Sometimes popular and general databases are not enough. Learn to search more social science, local, statistical, and education, and dictionary databases step-by-step.

Step by Step with Project Muse

Step by Step with Project Muse

With consolidation, Project Muse returned to the Perimeter College community! Project Muse is mostly full text database that offers journal articles in the humanities, arts, and social sciences. Subjects covered include: literary criticism, religion, philosophy, mythology, sociology, psychology, fine arts, and much more.

  1. The most interesting part of any search happens before your fingers ever touch the keyboard. Think about your topic. Most college level paper topics have two ideas. If your paper topic has only one idea, you may want to narrow it down. A good example of a college level paper topic is masks as a part of African art. For this topic, the two main ideas are African art and masks.

    For Project Muse to make the most of your search topic, you need to put its two main ideas together with an AND. The AND is not a word, but a logical operator that combines two important ideas, for example African art AND masks. This is what Project Muse sees when you type in African art AND masks:

    The overlap between the two circles is your search results.

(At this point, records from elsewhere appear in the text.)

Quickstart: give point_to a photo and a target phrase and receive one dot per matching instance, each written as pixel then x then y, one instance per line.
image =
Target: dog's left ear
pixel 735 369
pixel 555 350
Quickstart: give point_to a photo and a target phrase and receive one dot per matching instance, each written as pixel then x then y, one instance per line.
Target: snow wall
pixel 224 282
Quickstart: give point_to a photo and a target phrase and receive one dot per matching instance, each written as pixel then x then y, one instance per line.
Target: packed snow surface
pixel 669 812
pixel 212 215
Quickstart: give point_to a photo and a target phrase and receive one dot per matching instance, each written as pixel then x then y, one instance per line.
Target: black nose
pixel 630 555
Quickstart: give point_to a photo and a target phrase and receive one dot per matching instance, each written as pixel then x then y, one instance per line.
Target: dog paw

    Boolean search for masks in African art


  2. To search Project Muse, choose your database directly from the A-Z List below the big discovery box on the library web page. Select P, scroll down, and click to open.


    big discovery box on the library web page

  3. Project Muse presents you with a box for your search..

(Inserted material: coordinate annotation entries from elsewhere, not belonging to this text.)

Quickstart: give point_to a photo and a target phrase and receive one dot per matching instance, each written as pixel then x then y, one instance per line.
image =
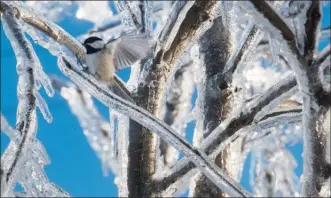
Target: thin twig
pixel 224 134
pixel 312 30
pixel 153 124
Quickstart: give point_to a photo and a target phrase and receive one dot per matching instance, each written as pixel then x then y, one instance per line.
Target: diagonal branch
pixel 314 97
pixel 224 134
pixel 322 56
pixel 154 124
pixel 26 111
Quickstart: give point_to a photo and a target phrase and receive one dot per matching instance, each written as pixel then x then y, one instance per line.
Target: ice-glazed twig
pixel 95 127
pixel 322 56
pixel 312 28
pixel 248 43
pixel 8 130
pixel 325 33
pixel 184 24
pixel 153 124
pixel 214 52
pixel 176 108
pixel 26 122
pixel 224 134
pixel 31 17
pixel 315 99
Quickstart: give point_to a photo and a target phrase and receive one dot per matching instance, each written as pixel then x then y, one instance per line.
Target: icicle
pixel 8 130
pixel 43 107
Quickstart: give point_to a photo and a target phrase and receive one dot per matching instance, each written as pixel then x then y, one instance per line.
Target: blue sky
pixel 74 165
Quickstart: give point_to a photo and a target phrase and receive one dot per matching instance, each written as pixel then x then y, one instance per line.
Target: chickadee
pixel 103 59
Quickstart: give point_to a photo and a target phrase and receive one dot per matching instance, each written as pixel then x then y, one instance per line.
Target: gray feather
pixel 119 89
pixel 128 49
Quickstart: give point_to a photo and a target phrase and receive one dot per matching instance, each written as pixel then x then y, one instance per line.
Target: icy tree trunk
pixel 26 123
pixel 214 51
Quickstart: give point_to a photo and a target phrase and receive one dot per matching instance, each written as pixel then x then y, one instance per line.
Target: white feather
pixel 128 49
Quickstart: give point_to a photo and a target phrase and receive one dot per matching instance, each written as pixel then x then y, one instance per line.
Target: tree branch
pixel 26 111
pixel 312 27
pixel 314 96
pixel 214 52
pixel 176 107
pixel 322 56
pixel 224 134
pixel 183 26
pixel 153 124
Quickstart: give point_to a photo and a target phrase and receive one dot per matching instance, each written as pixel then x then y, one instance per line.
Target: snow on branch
pixel 224 134
pixel 154 124
pixel 96 129
pixel 314 97
pixel 312 27
pixel 26 123
pixel 24 150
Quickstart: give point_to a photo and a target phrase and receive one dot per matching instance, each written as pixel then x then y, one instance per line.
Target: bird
pixel 103 59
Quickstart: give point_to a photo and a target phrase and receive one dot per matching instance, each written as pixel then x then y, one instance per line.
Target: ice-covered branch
pixel 225 133
pixel 176 108
pixel 29 16
pixel 153 124
pixel 26 123
pixel 212 105
pixel 325 33
pixel 322 56
pixel 186 20
pixel 249 41
pixel 36 20
pixel 95 127
pixel 312 28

    searching with a  single box on Project Muse

    Type each of your search’s main ideas into the left box. Don't forget the AND. Then click the blue and gold magnifying glass button to search.

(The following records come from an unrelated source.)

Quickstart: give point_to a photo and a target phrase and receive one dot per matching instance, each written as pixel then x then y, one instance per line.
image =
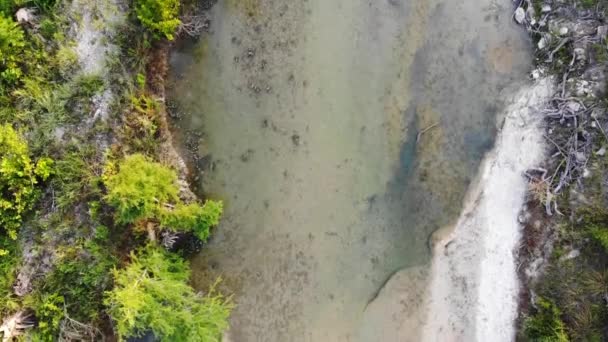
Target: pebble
pixel 25 15
pixel 602 32
pixel 520 15
pixel 573 254
pixel 586 173
pixel 580 157
pixel 574 106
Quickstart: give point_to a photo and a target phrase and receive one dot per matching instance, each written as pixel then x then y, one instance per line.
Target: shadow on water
pixel 304 118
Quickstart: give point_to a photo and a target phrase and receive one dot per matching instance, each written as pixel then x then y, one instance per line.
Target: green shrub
pixel 152 293
pixel 546 325
pixel 142 190
pixel 6 7
pixel 12 43
pixel 139 188
pixel 193 217
pixel 8 266
pixel 49 313
pixel 18 179
pixel 601 236
pixel 159 16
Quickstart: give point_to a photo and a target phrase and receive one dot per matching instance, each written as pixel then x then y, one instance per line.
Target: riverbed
pixel 340 135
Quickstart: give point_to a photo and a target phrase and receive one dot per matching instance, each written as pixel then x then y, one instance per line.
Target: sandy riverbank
pixel 474 286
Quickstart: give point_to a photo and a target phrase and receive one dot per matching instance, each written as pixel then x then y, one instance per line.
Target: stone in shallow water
pixel 520 15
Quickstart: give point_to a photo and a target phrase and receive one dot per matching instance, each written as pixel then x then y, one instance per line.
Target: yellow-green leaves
pixel 12 42
pixel 143 190
pixel 18 179
pixel 152 294
pixel 139 188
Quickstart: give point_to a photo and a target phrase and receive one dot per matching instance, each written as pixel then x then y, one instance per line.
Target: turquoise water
pixel 304 118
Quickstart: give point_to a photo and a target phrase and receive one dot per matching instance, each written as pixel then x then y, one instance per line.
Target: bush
pixel 142 190
pixel 159 16
pixel 546 325
pixel 18 177
pixel 12 43
pixel 139 188
pixel 152 294
pixel 193 217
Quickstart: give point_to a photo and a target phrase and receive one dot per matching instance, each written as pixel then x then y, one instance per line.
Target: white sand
pixel 474 285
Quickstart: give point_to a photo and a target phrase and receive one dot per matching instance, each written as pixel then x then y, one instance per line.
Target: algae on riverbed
pixel 305 121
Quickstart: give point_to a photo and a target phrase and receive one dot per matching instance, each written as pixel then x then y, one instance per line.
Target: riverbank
pixel 96 213
pixel 473 291
pixel 563 259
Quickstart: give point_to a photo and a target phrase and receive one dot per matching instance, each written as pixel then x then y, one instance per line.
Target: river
pixel 340 135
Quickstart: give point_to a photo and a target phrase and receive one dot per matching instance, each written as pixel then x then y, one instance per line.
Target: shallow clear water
pixel 304 118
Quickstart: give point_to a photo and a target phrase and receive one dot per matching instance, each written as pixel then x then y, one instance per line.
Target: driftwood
pixel 194 25
pixel 73 330
pixel 15 325
pixel 425 130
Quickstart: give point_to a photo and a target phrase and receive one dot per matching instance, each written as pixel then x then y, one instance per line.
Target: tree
pixel 143 191
pixel 12 43
pixel 139 188
pixel 152 294
pixel 18 179
pixel 159 16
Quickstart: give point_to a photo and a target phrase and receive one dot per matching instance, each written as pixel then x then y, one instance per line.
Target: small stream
pixel 304 118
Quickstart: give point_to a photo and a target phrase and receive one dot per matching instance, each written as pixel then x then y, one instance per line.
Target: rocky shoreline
pixel 563 216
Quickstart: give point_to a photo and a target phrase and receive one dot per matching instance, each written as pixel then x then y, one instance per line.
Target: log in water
pixel 305 119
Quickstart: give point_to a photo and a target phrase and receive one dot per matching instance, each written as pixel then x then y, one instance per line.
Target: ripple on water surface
pixel 304 117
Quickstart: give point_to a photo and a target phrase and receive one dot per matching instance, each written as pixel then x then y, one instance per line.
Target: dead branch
pixel 426 130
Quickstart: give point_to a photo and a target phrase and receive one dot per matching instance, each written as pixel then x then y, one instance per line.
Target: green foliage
pixel 193 217
pixel 139 188
pixel 152 293
pixel 80 277
pixel 43 5
pixel 601 236
pixel 6 7
pixel 159 16
pixel 8 266
pixel 12 43
pixel 546 325
pixel 142 190
pixel 18 178
pixel 49 313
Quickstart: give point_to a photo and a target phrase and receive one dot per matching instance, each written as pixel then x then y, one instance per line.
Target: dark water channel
pixel 304 117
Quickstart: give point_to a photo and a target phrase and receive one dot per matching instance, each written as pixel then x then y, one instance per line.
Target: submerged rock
pixel 520 15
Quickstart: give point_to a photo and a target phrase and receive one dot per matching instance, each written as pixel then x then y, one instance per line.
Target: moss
pixel 545 324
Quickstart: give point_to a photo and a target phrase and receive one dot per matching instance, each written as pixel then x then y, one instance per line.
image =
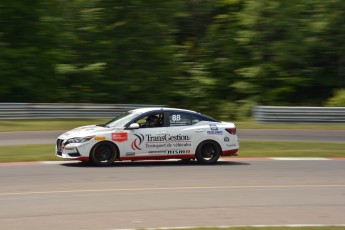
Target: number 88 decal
pixel 175 118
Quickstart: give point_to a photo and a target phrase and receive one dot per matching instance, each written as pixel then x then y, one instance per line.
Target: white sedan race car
pixel 151 134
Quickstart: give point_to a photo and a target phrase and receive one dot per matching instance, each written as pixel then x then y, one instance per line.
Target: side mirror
pixel 134 126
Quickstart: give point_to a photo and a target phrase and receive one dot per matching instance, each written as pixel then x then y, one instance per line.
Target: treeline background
pixel 216 56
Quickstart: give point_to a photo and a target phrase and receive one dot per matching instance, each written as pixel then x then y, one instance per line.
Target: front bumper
pixel 67 150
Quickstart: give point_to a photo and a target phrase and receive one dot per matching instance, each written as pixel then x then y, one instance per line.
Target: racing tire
pixel 208 152
pixel 103 154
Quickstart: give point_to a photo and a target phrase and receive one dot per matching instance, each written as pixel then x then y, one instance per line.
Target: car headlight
pixel 79 139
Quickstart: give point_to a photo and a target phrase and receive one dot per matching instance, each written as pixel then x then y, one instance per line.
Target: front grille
pixel 59 145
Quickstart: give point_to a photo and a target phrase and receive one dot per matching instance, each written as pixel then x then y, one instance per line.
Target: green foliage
pixel 210 55
pixel 338 99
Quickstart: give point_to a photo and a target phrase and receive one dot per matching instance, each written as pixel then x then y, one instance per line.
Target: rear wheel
pixel 208 152
pixel 103 154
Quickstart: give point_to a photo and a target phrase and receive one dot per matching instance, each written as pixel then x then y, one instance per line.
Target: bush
pixel 338 98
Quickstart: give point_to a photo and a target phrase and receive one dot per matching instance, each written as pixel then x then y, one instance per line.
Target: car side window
pixel 152 120
pixel 182 119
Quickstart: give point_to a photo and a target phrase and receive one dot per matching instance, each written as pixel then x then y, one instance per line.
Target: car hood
pixel 84 131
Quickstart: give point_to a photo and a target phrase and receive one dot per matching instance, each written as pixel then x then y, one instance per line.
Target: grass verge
pixel 66 124
pixel 248 149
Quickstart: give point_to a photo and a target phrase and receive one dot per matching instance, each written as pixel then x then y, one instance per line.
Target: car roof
pixel 148 109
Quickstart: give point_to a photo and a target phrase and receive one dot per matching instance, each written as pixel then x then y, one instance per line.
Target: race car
pixel 151 134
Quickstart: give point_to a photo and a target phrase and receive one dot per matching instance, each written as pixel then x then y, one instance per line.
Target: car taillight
pixel 231 131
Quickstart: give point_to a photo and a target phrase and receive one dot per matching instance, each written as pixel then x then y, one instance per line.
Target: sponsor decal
pixel 178 151
pixel 137 142
pixel 119 136
pixel 157 152
pixel 69 148
pixel 100 138
pixel 159 141
pixel 215 132
pixel 167 137
pixel 213 127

  4. Project Muse presents you with results in a single list. Most articles come complete with a picture of a journal cover.

  5. You can move among the results with the scroll bar. If you reach the bottom of a long list of articles, Project Muse simply loads more.

  6. To view the HTML or PDF full text of articles, click on the PDF or HTML links. If an article is not part of Project Muse, click the Find It @ GSU, text link.

    reference from Project Muse


  7. Print Project Muse articles using your browser’s Print icon for HTML articles or the PDF Print icon for PDF articles.

  8. Save Project Muse articles by clicking File and Save As in your browser for HTML articles or clicking on the Disk icon and following directions in PDF.

  9. You still can not email Project Muse articles directly from within the database so saving them to a USB drive or to the desktop and then attaching them to email or uploading them to Google Drive or OneDrive are both good strategies.

  10. To revise your Project Muse search, scroll to the top of the window and edit what is in the box.

  11. When you are finished with Project Muse, simply close your browser.